Recently, the Alabama Supreme Court has rejected the long held precedent of ex parte Bayliss, on the grounds that it violated the separation of powers doctrine. Christopher v. Christopher, [Ms. 1120387, October 4, 2013] ___ So. 3d ___ (Ala. 2013). McLendon suffers from the same defects as Bayliss and is thus due to be overturned.
 The McLendon Standard also violates the due process clause of the 14th Amendment. The McLendon Standard violates substantive and procedural due process rights in that it creates both an unfair process and arbitrary outcomes. Alabama Republican Party v. McGinley, 893 So. 2d 337 (Ala. 2004).
 Interestingly, in Couch the court admitted “There are two different standards for reviewing custody arrangements.” 521 So. 2d at 989. The Court went on to recognize that “[w]hen a court makes an initial determination of custody, each parent has an equal right to try to gain custody of the children.” Id. However, the Court never identifies a compelling state interest that is served by infringing on these rights when a modification is requested.

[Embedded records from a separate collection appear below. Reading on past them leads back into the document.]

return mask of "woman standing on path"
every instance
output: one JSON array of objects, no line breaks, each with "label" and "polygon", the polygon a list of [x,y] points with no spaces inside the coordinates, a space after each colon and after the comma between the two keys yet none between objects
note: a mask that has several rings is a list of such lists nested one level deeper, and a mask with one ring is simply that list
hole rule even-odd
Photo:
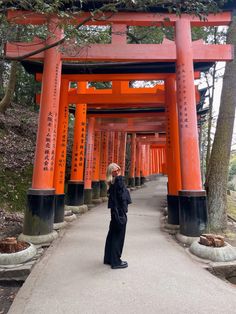
[{"label": "woman standing on path", "polygon": [[120,166],[111,163],[107,168],[108,208],[111,221],[106,238],[104,264],[112,269],[126,268],[128,263],[121,260],[127,223],[128,204],[131,203],[129,191],[120,175]]}]

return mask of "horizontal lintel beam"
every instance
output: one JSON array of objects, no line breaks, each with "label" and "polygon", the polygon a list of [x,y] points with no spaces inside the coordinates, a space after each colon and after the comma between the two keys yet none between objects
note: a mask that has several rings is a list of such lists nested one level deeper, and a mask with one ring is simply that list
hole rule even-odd
[{"label": "horizontal lintel beam", "polygon": [[[20,58],[23,55],[43,48],[43,44],[7,43],[5,55],[8,58]],[[205,45],[193,42],[193,61],[230,61],[234,58],[232,45]],[[71,52],[72,51],[72,52]],[[122,62],[175,62],[176,46],[172,44],[95,44],[86,47],[70,45],[63,50],[62,60],[70,61],[122,61]],[[30,60],[44,59],[44,52],[29,57]]]},{"label": "horizontal lintel beam", "polygon": [[[79,10],[78,10],[79,11]],[[100,15],[100,16],[99,16]],[[130,26],[163,26],[174,25],[180,18],[188,19],[192,26],[219,26],[229,25],[232,21],[231,12],[222,12],[218,14],[209,14],[206,19],[200,20],[199,17],[193,15],[182,14],[181,17],[176,14],[160,14],[160,13],[145,13],[145,12],[117,12],[112,14],[105,12],[101,15],[95,15],[94,19],[91,17],[87,21],[87,25],[109,25],[111,23],[126,24]],[[91,16],[90,13],[85,12],[72,16],[72,18],[61,19],[64,22],[71,22],[73,25],[80,24]],[[56,17],[56,16],[55,16]],[[9,21],[17,24],[45,24],[48,20],[46,14],[34,13],[30,11],[8,10],[7,18]]]}]

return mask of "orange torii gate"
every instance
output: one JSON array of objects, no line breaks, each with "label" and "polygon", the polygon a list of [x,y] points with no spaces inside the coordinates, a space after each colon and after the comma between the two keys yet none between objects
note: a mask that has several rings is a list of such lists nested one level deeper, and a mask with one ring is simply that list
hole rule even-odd
[{"label": "orange torii gate", "polygon": [[[75,16],[73,24],[75,20],[77,23],[80,23],[90,14],[91,13],[85,13],[79,17]],[[8,19],[19,24],[48,23],[48,28],[54,35],[48,36],[46,44],[53,44],[63,36],[62,29],[58,27],[60,19],[56,16],[49,18],[46,15],[28,12],[27,19],[25,19],[24,12],[9,11]],[[175,201],[179,201],[180,232],[186,236],[197,236],[205,230],[207,224],[206,194],[202,189],[200,175],[193,63],[232,60],[233,50],[230,45],[204,45],[202,41],[192,42],[191,27],[228,25],[230,21],[230,12],[209,15],[207,20],[199,20],[197,17],[185,14],[181,17],[177,17],[171,14],[154,15],[142,12],[118,12],[112,15],[105,13],[102,20],[91,20],[88,24],[111,25],[111,44],[96,44],[85,47],[84,49],[78,49],[70,42],[69,44],[66,43],[63,45],[62,52],[56,47],[53,47],[34,56],[30,55],[30,53],[35,49],[43,48],[45,45],[45,43],[40,42],[38,39],[35,39],[31,43],[8,43],[6,45],[6,55],[9,57],[19,57],[28,54],[28,57],[25,56],[25,58],[44,61],[34,173],[32,188],[28,191],[28,206],[24,221],[23,232],[25,237],[30,236],[34,239],[37,238],[38,241],[38,238],[41,236],[47,235],[49,238],[52,236],[55,201],[54,175],[56,175],[55,156],[57,148],[57,126],[61,106],[61,104],[59,106],[60,90],[61,102],[63,97],[68,97],[62,92],[64,84],[61,84],[62,61],[64,60],[142,61],[146,63],[158,61],[176,63],[177,93],[175,79],[169,79],[169,75],[166,73],[159,76],[160,79],[166,80],[166,88],[169,90],[168,93],[172,91],[175,97],[177,94],[176,99],[174,99],[174,97],[172,97],[171,100],[167,99],[169,112],[174,112],[175,114],[175,121],[172,120],[170,115],[168,118],[169,129],[167,129],[167,141],[169,153],[167,152],[167,160],[169,160],[169,164],[172,163],[173,165],[173,153],[177,153],[178,151],[177,146],[175,146],[176,137],[173,135],[174,126],[176,127],[177,124],[180,144],[181,186],[178,187],[178,195],[174,194],[173,196]],[[175,27],[175,41],[165,40],[161,45],[127,44],[126,31],[129,25],[172,25]],[[72,50],[71,47],[73,47]],[[87,79],[86,75],[84,75],[83,78],[82,76],[78,76],[76,81],[92,80],[91,75],[88,75],[88,77]],[[126,80],[121,79],[121,77],[122,75],[117,75],[115,80]],[[156,75],[156,77],[158,77],[158,75]],[[67,80],[67,82],[71,79],[70,75],[63,75],[63,78]],[[99,75],[100,81],[102,81],[102,78],[102,75]],[[96,76],[96,79],[98,79],[98,76]],[[145,74],[139,76],[139,79],[145,79]],[[110,80],[110,78],[108,80]],[[64,96],[62,97],[62,95]],[[85,97],[88,97],[88,95],[85,95]],[[96,98],[97,97],[99,97],[99,95],[96,95]],[[86,98],[83,100],[86,100]],[[176,100],[178,118],[176,116]],[[105,97],[100,101],[106,101]],[[124,98],[119,99],[119,102],[123,101]],[[64,101],[64,104],[65,103],[66,101]],[[130,125],[132,125],[132,123],[130,123]],[[155,123],[153,123],[153,128],[155,128]],[[150,128],[148,129],[150,130]],[[147,130],[147,128],[145,130]],[[176,149],[174,149],[174,147],[176,147]],[[176,190],[176,184],[173,191]],[[173,210],[173,203],[176,204],[176,202],[172,201],[168,203],[168,211],[170,213]],[[176,208],[178,208],[178,205]]]}]

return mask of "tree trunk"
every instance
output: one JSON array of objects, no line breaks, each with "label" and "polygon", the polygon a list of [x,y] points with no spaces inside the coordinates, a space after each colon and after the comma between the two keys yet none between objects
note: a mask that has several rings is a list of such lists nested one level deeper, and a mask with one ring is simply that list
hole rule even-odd
[{"label": "tree trunk", "polygon": [[[212,92],[209,98],[209,116],[208,116],[208,129],[207,129],[207,152],[206,152],[206,176],[208,173],[208,165],[211,156],[211,131],[212,131],[212,112],[213,112],[213,100],[215,96],[215,78],[216,78],[216,64],[213,66],[212,73]],[[209,82],[208,82],[209,88]]]},{"label": "tree trunk", "polygon": [[15,86],[16,86],[16,76],[17,76],[18,62],[12,61],[9,82],[6,88],[5,95],[0,102],[0,112],[4,113],[9,107],[11,100],[14,95]]},{"label": "tree trunk", "polygon": [[[228,32],[228,43],[236,47],[236,17]],[[236,107],[236,59],[226,65],[216,133],[209,161],[209,227],[222,231],[227,227],[227,182]]]}]

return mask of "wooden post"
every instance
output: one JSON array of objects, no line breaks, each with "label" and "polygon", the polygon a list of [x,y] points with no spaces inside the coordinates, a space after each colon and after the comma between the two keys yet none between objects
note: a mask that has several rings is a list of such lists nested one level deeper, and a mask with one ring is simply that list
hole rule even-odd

 “In general, relationships with parents play a crucial role in shaping children’s social, emotional, personal, and cognitive, development, and there is substantial literature documenting the adverse effects of disrupted parent-child relationships on children’s development and adjustment (Lamb, 1999; Lamb, Hwang, Ketterlinus & Fracasso, 1999). The evidence further shows that children who are deprived of meaningful relationships with one of their parents are at greater risk psychologically, even when they are able to maintain relationships with the other of their parents. Stated differently, there is substantial evidence that children are more likely to attain their psychological potential when they are able to develop and maintain meaningful relationships with both of their parents, whether the two parents live together or not.” At 303.
 “Overall, the empirical literature demonstrates numerous benefits to children, including better psychological and behavioral adjustment and academic achievement, when their living arrangements enable supportive and loving fathers to be actively involved in their children’s lives on a weekly and regular basis, including a combination of overnights and school-related and leisure time… Those children and adolescents who have lived in shared physical custody arrangements are generally satisfied, feel loved, report less feelings of loss, and do not frame their lives through the lens of parental divorce, compared with those who lived in sole custody of their mothers. Young children with attachments to both parents need sufficient contact with their adequate nonresident parents without prolonged separations of many days or weeks to maintain meaningful and close relationships.” Children’s Living Arrangements Following Separation and Divorce: Insights From Empirical and Clinical Research, by Joan B. Kelly, in Family Process Vol. 46, No. 1, 35-52, at 46 (2007).
 “children are enriched by regular, diverse, and appropriate interactions with two involved and emotionally supportive parents, and this is no less true for school-age children as they journey towards adolescence. Regardless of who has been the primary care taker, therefore, children benefit from the extensive contact that fosters meaningful father-child and mother-child relationships.”
 The Alabama Supreme Court has recently rejected the notion that the state has an over-riding compelling interest in the outcome of custody/support cases. The language in Bayliss that the stability of the government is at stake in a custody dispute has been emphatically rejected. Christopher v. Christopher, [Ms. 1120387, October 4, 2013] ___ So. 3d ___ (Ala. 2013).